# Principal Component Analysis (PCA)

PCA is a **dimensionality reduction** technique that transforms data into a new coordinate system:
- The first axis (**PC1**) captures the maximum variance.
- The second axis (**PC2**) captures the next highest variance (orthogonal to PC1).
- And so on...

### Why PCA?
- Reduce dataset dimensions while keeping most information.
- Visualize high-dimensional data in 2D/3D.
- Remove noise and redundancy.

### Key Steps:
1. Standardize data (mean=0, variance=1).
2. Compute covariance matrix.
3. Find eigenvalues & eigenvectors.
4. Project data into new space (principal components).


In [1]:
# Import libraries
import numpy as np
import matplotlib.pyplot as plt
import seaborn as sns
from sklearn.datasets import load_digits
from sklearn.decomposition import PCA
from sklearn.preprocessing import StandardScaler

In [2]:
# Load dataset (Digits dataset - 8x8 images)
digits = load_digits()
X = digits.data  # Flattened images
y = digits.target

print("Original shape:", X.shape)

In [3]:
# Standardize data
scaler = StandardScaler()
X_scaled = scaler.fit_transform(X)

In [4]:
# Apply PCA (keep 2 components for visualization)
pca = PCA(n_components=2)
X_pca = pca.fit_transform(X_scaled)

print("Transformed shape:", X_pca.shape)

In [5]:
# Visualize PCA result
plt.figure(figsize=(8, 6))
scatter = plt.scatter(X_pca[:, 0], X_pca[:, 1], c=y, cmap='tab10', s=15)
plt.legend(*scatter.legend_elements(), title="Digits")
plt.title("PCA: Digits Dataset (2 Components)")
plt.xlabel("Principal Component 1")
plt.ylabel("Principal Component 2")
plt.show()

In [6]:
# Explained variance ratio
print("Explained variance ratio (first 2 PCs):", pca.explained_variance_ratio_)
print("Total variance explained (2 PCs):", np.sum(pca.explained_variance_ratio_))

In [7]:
# PCA with more components (e.g., 50)
pca_full = PCA(n_components=50)
X_pca_full = pca_full.fit_transform(X_scaled)

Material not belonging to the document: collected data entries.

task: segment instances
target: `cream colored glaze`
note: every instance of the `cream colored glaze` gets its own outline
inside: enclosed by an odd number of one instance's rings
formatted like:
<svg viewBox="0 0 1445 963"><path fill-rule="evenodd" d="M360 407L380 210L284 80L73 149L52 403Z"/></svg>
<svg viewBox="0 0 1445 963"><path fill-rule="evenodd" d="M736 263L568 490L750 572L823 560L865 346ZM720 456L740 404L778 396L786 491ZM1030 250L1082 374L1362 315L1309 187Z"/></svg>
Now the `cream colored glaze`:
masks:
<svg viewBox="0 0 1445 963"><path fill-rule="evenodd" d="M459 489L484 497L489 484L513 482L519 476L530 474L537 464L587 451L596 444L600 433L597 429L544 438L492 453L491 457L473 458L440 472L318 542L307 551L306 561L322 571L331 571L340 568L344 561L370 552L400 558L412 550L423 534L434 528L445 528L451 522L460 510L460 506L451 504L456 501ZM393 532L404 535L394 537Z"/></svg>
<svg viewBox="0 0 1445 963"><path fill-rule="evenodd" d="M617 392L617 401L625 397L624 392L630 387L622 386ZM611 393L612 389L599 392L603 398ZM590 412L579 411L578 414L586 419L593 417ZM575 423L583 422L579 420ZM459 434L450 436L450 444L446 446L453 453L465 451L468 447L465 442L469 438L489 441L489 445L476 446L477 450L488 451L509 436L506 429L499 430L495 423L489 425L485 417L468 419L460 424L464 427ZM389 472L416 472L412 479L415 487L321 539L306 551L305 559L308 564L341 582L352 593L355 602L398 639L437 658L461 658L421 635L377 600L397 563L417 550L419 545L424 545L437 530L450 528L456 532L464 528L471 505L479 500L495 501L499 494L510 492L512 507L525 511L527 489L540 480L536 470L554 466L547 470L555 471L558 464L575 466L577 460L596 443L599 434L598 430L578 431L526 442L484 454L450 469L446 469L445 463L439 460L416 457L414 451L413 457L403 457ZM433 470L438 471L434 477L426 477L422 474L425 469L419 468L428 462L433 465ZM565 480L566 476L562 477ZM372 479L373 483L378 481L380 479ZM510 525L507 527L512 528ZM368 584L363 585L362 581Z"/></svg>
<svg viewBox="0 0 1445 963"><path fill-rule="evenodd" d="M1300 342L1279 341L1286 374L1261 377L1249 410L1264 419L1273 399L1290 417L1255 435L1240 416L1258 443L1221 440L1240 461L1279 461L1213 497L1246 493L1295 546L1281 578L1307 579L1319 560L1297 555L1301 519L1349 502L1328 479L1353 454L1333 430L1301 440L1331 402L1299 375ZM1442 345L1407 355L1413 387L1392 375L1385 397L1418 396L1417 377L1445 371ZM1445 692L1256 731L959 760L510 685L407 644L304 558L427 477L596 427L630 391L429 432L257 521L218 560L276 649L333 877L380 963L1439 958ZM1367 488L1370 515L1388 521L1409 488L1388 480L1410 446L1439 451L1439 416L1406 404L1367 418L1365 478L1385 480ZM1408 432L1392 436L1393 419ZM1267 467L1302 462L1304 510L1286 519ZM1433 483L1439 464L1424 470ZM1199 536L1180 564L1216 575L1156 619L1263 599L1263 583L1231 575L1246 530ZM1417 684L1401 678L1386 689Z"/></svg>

plt.plot(np.cumsum(pca_full.explained_variance_ratio_), marker='o')
plt.xlabel("Number of Components")
plt.ylabel("Cumulative Explained Variance")
plt.title("Choosing Optimal Number of Components")
plt.grid()
plt.show()

### Key Takeaways:
- PCA reduces dimensionality while preserving variance.
- Often used before clustering or visualization.
- Helps remove noise and redundancy.
- Explained variance ratio tells how much information each component keeps.